In North Carolina, the laws defining assault go into great detail. 

Who the victim is, the use of a weapon and the intent of the offender may affect whether it is a felony or misdemeanor, and how severe penalties are. 

A disability 

Simple assault, simple assault and battery, and simple affray are Class 2 misdemeanors. A conviction could result in spending up to 60 days in jail. However, if the victim has a disability, the same action may be a Class A1 misdemeanor, with a maximum sentence of 150 days in jail. Aggravated assault or assault and battery may result in a Class F felony if the victim has a disability. Class F felony incarceration could last from 10 to 41 months. 

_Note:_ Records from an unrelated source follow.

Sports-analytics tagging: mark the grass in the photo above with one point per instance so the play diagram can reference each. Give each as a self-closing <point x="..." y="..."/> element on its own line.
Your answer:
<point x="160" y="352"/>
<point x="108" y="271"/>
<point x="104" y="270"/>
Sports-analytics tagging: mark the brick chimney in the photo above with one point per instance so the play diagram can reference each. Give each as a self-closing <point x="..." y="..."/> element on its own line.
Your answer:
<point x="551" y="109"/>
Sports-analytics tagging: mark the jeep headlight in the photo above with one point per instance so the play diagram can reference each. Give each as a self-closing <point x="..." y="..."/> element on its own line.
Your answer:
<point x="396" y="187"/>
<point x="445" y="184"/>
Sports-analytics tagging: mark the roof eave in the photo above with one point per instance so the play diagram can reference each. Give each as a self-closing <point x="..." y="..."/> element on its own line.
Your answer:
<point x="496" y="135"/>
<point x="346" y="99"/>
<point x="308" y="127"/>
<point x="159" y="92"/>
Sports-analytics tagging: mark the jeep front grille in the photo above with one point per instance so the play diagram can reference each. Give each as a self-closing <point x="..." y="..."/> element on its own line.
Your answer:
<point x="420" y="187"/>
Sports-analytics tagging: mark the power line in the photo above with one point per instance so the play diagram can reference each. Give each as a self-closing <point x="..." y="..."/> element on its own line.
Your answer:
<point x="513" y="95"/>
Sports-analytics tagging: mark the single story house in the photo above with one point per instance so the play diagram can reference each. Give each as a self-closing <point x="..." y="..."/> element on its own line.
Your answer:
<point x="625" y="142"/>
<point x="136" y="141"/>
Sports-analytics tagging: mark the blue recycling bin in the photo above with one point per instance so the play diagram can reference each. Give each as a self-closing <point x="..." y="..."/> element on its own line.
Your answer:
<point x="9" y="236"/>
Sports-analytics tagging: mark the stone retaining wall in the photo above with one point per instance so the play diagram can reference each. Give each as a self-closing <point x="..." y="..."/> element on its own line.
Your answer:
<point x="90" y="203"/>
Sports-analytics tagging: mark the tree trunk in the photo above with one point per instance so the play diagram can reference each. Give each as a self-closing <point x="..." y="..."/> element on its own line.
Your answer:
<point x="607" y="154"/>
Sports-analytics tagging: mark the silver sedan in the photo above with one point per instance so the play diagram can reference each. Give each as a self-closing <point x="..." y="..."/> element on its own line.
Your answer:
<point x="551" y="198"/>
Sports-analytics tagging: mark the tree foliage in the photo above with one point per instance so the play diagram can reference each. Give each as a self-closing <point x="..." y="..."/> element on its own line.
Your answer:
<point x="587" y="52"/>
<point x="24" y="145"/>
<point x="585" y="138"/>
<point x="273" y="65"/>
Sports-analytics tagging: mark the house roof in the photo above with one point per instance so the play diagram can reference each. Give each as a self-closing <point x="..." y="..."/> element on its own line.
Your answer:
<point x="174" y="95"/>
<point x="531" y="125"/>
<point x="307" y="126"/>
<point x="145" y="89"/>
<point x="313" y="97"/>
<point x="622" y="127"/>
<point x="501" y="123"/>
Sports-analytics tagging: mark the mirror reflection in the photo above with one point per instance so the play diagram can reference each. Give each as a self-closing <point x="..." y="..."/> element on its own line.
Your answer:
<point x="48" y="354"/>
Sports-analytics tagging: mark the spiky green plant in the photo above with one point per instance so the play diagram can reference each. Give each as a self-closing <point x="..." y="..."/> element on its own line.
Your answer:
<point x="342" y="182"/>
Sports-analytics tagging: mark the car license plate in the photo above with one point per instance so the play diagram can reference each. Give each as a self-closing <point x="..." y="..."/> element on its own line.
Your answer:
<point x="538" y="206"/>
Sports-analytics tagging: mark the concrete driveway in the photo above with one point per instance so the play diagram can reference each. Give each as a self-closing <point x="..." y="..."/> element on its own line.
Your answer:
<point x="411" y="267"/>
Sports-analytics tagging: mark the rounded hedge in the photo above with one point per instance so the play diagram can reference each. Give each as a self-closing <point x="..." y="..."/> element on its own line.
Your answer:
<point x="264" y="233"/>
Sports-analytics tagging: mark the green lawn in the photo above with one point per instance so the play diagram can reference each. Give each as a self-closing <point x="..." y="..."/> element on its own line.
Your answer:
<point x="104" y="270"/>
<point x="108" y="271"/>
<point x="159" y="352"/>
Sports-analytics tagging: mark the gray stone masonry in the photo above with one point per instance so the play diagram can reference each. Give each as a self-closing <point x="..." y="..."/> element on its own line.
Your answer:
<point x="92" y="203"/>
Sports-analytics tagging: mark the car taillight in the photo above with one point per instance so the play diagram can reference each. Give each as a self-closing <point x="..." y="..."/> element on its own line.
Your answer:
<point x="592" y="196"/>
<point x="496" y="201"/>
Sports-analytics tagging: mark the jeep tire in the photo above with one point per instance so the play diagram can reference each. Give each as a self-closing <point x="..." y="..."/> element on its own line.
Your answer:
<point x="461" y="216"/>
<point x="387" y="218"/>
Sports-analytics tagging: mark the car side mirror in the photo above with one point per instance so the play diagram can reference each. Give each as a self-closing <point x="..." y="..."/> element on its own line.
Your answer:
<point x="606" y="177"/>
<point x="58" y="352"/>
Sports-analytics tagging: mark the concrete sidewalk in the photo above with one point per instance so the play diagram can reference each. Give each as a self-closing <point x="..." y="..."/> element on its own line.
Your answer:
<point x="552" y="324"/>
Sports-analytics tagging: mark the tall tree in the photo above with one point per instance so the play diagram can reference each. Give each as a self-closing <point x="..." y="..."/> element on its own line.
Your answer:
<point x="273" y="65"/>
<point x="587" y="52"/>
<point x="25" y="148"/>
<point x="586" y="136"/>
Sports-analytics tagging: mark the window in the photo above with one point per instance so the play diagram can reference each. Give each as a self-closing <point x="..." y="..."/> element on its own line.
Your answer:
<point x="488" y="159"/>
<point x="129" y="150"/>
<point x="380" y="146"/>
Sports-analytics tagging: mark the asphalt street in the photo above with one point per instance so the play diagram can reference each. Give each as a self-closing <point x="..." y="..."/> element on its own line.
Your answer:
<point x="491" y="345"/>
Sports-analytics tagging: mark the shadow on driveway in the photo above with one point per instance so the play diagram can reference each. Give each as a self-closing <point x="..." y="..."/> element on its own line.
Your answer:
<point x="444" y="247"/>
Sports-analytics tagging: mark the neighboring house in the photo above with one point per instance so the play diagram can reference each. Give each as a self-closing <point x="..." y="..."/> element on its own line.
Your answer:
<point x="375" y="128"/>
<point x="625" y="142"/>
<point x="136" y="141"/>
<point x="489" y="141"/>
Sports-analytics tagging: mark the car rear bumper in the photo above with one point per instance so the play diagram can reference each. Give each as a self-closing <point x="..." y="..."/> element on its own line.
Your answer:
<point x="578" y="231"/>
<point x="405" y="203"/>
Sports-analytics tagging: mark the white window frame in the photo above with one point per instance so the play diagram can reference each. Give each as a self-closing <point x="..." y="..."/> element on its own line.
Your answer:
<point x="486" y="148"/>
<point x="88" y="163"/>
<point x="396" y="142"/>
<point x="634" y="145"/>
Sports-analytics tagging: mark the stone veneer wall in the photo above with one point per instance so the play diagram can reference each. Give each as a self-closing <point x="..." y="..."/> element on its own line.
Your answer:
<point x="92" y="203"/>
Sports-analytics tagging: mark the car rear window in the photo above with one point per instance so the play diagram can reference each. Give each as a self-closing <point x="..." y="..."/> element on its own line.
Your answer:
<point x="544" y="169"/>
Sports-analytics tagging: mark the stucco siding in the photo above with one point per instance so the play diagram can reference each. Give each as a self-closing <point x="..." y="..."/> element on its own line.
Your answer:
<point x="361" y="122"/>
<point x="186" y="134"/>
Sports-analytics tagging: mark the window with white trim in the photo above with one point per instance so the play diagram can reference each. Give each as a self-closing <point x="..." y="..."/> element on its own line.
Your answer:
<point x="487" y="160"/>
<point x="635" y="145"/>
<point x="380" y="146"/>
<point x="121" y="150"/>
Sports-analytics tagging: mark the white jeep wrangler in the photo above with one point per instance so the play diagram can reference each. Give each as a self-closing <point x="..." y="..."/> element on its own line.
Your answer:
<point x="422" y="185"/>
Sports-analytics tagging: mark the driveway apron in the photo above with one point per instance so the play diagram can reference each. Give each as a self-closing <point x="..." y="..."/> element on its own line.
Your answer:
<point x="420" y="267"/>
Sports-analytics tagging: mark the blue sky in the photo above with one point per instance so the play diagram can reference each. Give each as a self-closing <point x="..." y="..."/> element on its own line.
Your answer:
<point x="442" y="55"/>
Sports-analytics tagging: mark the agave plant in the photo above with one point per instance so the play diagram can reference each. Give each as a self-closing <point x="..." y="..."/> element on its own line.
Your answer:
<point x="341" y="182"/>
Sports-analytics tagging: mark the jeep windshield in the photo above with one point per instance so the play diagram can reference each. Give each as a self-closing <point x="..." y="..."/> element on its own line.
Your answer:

The term “disability” refers to a physical or mental condition that could affect someone’s ability to defend himself or herself. 

The use of a firearm 

Intentionally shooting someone is a criminal offense, of course. However, simply neglecting firearm safety can also result in a criminal charge. Pointing a gun at someone, whether or not it has bullets in it, is a Class A1 misdemeanor if the person holding the gun does it without legal authority to do so. It does not matter whether the person holding the gun is pointing it as a joke. The act is illegal. 

Discharging a firearm into an occupied building, vehicle, boat or structure could be a Class E or Class D felony, but if the act causes a serious injury, it is a Class C felony. 

Malice aforethought 

If a person, without malicious intent, maims someone through castration or by cutting, slitting or biting off the nose, lip or ear, or a limb, it is a Class E felony. Incarceration may last 15 to 63 months. The same action, but with malicious intent, could be a Class C felony with incarceration lasting 44 to 182 months. 

When someone intentionally and maliciously maims another with acid, or attacks him or her in secret, the offense is a Class E felony. Maliciously cutting out or disabling the tongue or an eye of another person, or helping someone to do this, is a Class C felony. 

Malice aforethought essentially means premeditation, according to the Legal Information Institute.